Graydon,
That seems like a good solution. I will pursue it.
My only practical wrinkle is that I’m reading from local git clones so I have to make sure I’ve attempted to load any files pulled since the last load before checking for failed-to-load files, but that’s doable
of course.
Cheers,
E.
_____________________________________________
Eliot Kimber
Sr Staff Content Engineer
O: 512 554 9368
M: 512 554 9368
LinkedIn | Twitter | YouTube | Facebook
From:
Graydon <graydonish@gmail.com>
Date: Saturday, February 26, 2022 at 9:05 AM
To: Eliot Kimber <eliot.kimber@servicenow.com>
Cc: basex-talk@mailman.uni-konstanz.de <basex-talk@mailman.uni-konstanz.de>
Subject: Re: [basex-talk] Identify Unparseable XML Files in File System
[External Email]
On Sat, Feb 26, 2022 at 02:53:46PM +0000, Eliot Kimber scripsit:
> But maybe there’s a more direct way that I’ve overlooked?
If you trust the load process, you can get what's on disk with file:list(), and you can get what's in the system with some variation on collection()/document-uri().
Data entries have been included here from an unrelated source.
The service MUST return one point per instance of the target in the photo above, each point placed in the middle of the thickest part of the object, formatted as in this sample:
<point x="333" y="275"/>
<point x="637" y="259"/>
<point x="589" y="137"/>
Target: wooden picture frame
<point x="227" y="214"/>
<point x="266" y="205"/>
You would then have to adjust the path names a little so they've got the same notional root.
Once you've done that, $disk[not(. = $system)] tells you which files aren't well-formed.
I'd expect this to be pretty brisk, and you don't have to try to parse
anything a second time.
--
Graydon Saunders | graydonish@gmail.com
Þæs oferéode, ðisses swá mæg.
-- Deor ("That passed, so may this.")